First, where at all possible, law-enforcement approaches to
extremist violence are preferable to military ones. Any counterterrorism
support should be linked to a reform of local law enforcement agencies and
local judiciaries. Police and judicial officials need salaries they can live on
so as to reduce the pretext for corruption. Rules of evidence and procedure
should be tightened, and, when detainees are released, local communities should
be engaged to serve as guarantees for their ongoing good behavior, as was
piloted in Afghanistan in 2011.
Before a decision to work with local military units is made,
secondly, they and their prospective recruits must be carefully evaluated. Is
the unit a mainstay of an authoritarian, kleptocratic government, or of a
particular political leader? Is a single tribe, sect, ethnic group or other
network overrepresented in its ranks? Is U.S. support being used as a revenue
stream to enrich corrupt networks, or relieve the local government’s own
responsibility to provide for national defense? Have they refused to take
remedial measures when large-scale abuses have been documented? Any of these
factors are warning signs that U.S. counterterrorism support can be bent to
ulterior purposes, and might end up fueling popular grievances.
In cases where vetted units are judged to be appropriate
partners, America should not issue a blank check. Rigorous conditions and
oversight should govern military assistance and training. Indications of
financial irregularity, of gross recruiting bias or of inappropriate targeting
or other serious wrongdoing on the part of supported units should trigger an
automatic suspension of aid while an investigation is launched. Current U.S.
law provides for such procedures. Substantiated abuses should result in termination
of assistance and reimbursement of expenditures.

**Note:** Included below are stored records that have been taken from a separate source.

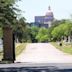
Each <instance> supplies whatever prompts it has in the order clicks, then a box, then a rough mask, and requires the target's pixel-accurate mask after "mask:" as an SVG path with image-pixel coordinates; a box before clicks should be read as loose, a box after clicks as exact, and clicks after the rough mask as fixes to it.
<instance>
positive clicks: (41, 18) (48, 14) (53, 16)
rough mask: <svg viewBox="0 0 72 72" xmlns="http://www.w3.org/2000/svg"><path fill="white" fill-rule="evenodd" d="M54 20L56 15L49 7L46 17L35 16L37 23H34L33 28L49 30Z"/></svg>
mask: <svg viewBox="0 0 72 72" xmlns="http://www.w3.org/2000/svg"><path fill="white" fill-rule="evenodd" d="M53 20H54V15H53V12H52V11H51V8H50V6H49V7H48V11H47V12H46V14H45V15H44V16H35V22H34V23H32V26H37V27H45V28H48V27H51V25H52V22H53Z"/></svg>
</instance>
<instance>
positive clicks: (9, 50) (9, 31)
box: [2, 26, 15, 63]
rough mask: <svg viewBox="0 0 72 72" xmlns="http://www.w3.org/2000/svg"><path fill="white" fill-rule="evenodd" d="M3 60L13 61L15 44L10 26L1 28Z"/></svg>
mask: <svg viewBox="0 0 72 72" xmlns="http://www.w3.org/2000/svg"><path fill="white" fill-rule="evenodd" d="M2 60H3V61H10V62H12V63H14V60H15V45H14V34H13V31H12V28H11V27H10V26H5V27H4V28H3V59H2Z"/></svg>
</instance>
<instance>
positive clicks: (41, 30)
mask: <svg viewBox="0 0 72 72" xmlns="http://www.w3.org/2000/svg"><path fill="white" fill-rule="evenodd" d="M36 39H38V42H47V41H48V29H46V28H40V29H39V32H38V35H37V36H36Z"/></svg>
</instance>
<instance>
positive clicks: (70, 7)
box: [17, 0, 72, 22]
mask: <svg viewBox="0 0 72 72" xmlns="http://www.w3.org/2000/svg"><path fill="white" fill-rule="evenodd" d="M17 5H18V6H19V7H18V8H19V9H20V10H22V13H21V15H22V16H24V17H25V18H26V21H27V22H34V17H35V16H44V15H45V14H46V12H47V11H48V6H50V7H51V10H52V11H53V14H54V18H55V19H58V20H60V19H69V18H71V16H70V15H71V14H72V0H21V1H19V2H17Z"/></svg>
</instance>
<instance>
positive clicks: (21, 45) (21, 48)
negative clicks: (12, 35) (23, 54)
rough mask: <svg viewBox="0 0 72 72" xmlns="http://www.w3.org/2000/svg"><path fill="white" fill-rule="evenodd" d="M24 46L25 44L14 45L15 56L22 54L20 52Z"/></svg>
mask: <svg viewBox="0 0 72 72" xmlns="http://www.w3.org/2000/svg"><path fill="white" fill-rule="evenodd" d="M26 45H27V43H19V44H16V49H15V53H16V56H18V55H19V54H20V53H22V51H23V50H24V49H25V47H26Z"/></svg>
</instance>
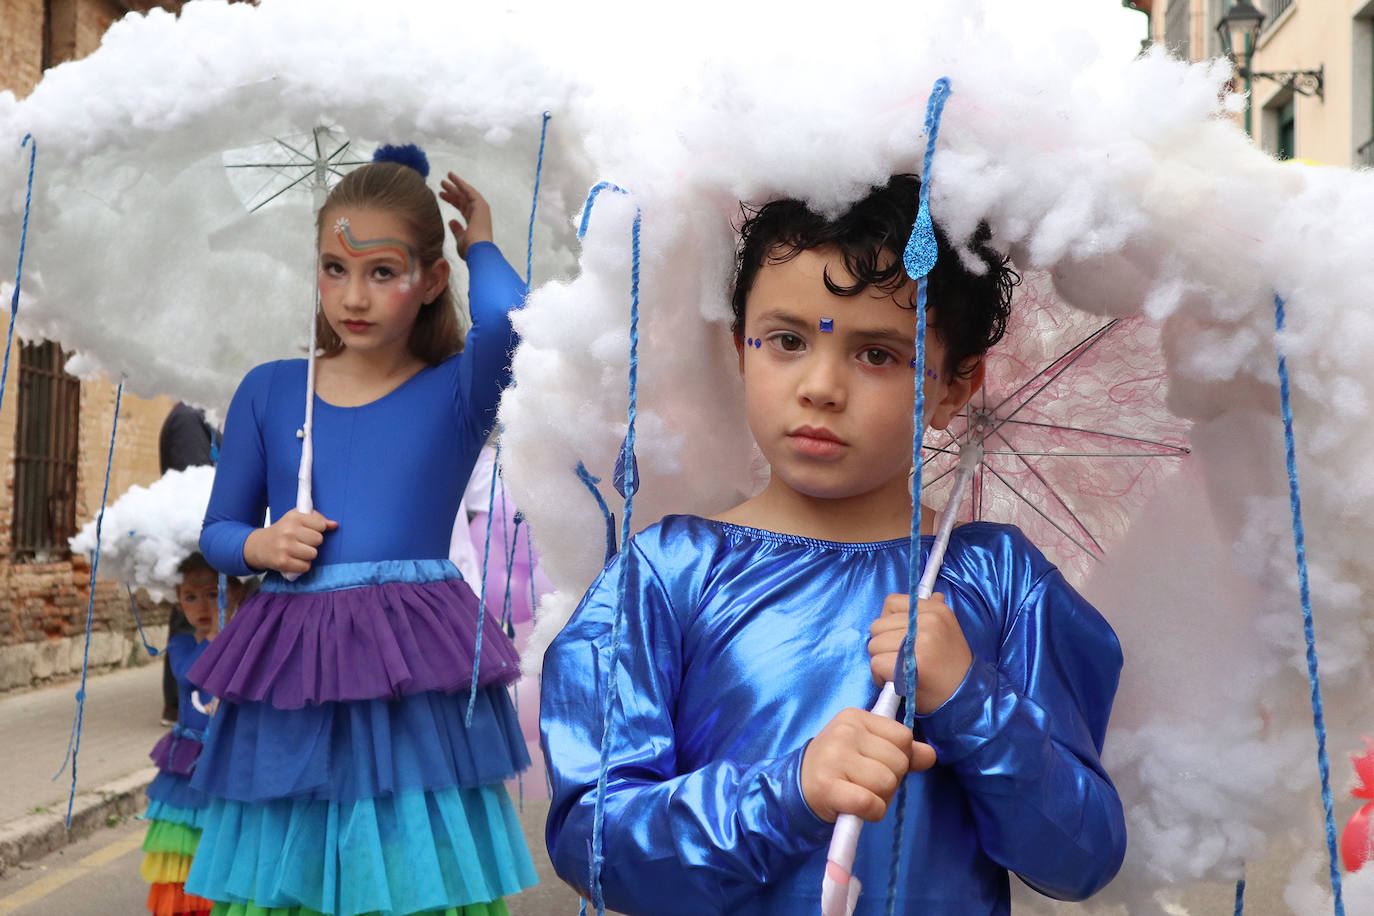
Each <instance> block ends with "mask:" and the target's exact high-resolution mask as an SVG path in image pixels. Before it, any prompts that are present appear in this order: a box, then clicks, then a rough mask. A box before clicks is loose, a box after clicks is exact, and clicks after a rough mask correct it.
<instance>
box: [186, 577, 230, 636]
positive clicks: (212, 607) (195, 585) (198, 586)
mask: <svg viewBox="0 0 1374 916" xmlns="http://www.w3.org/2000/svg"><path fill="white" fill-rule="evenodd" d="M218 593H220V577H218V575H216V573H214V571H213V570H206V569H196V570H188V571H187V573H183V574H181V584H180V585H177V586H176V600H177V604H180V606H181V612H183V614H185V619H188V621H191V626H194V628H195V634H196V637H198V639H206V637H207V636H213V634H214V633H216V632H218V629H220V597H218Z"/></svg>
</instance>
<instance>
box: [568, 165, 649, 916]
mask: <svg viewBox="0 0 1374 916" xmlns="http://www.w3.org/2000/svg"><path fill="white" fill-rule="evenodd" d="M606 190H610V191H616V192H617V194H625V195H627V196H628V194H629V192H628V191H625V190H624V188H621V187H617V185H614V184H611V183H610V181H602V183H599V184H596V185H595V187H594V188H592V190H591V192H589V194H588V195H587V203H585V206H584V207H583V220H581V225H580V227H578V229H577V238H578V239H581V238H584V236H585V235H587V224H588V221H589V220H591V214H592V205H594V203H595V201H596V195H599V194H600V192H602V191H606ZM642 222H643V214H642V213H640V210H639V207H638V206H636V207H635V222H633V228H632V229H631V272H629V386H628V387H629V409H628V411H627V419H625V441H624V445H622V448H621V457H622V459H625V457H627V456H628V460H625V461H624V466H625V468H624V475H625V489H624V494H625V508H624V515H622V516H621V523H620V552H621V556H622V559H624V553H625V549H627V548H628V545H629V531H631V515H632V514H633V509H635V492H636V490H638V489H639V481H638V468H636V467H635V417H636V415H638V412H639V235H640V227H642ZM581 474H585V468H580V472H578V475H580V477H581ZM588 477H589V475H588ZM628 585H629V563H628V562H622V563H621V564H620V577H618V578H617V582H616V617H614V621H613V622H611V630H610V661H609V663H607V666H606V692H605V694H603V695H602V740H600V766H599V770H598V773H596V806H595V809H594V812H592V847H591V876H589V878H591V880H589V884H591V897H592V905H594V906H595V908H596V916H605V913H606V901H605V898H603V895H602V886H600V873H602V865H603V864H605V858H606V857H605V843H606V836H605V827H606V779H607V775H609V772H610V735H611V705H613V703H611V698H613V696H614V694H616V666H617V659H618V658H620V643H621V637H622V634H624V629H625V593H627V591H628ZM584 908H585V904H584Z"/></svg>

Finally, it is time for President Obama to back up his
proposition that force alone is not a sufficient response to extremist
violence. After two major counterterrorism speeches devoted to varieties of
military action, the president should unveil a civilian strategy that helps
push America’s allies in the fight against terrorism to undertake meaningful
political, economic and judicial reforms—in other words, to address the
well-springs of extremism—before insurgents are baying at the gates of the
capital city.
Sarah Chayes is senior associate in the Democracy and Rule
of Law Program at the Carnegie Endowment for International Peace.
Frederic Wehrey is a senior associate in the Middle East
Program at the Carnegie Endowment for International Peace. Politico.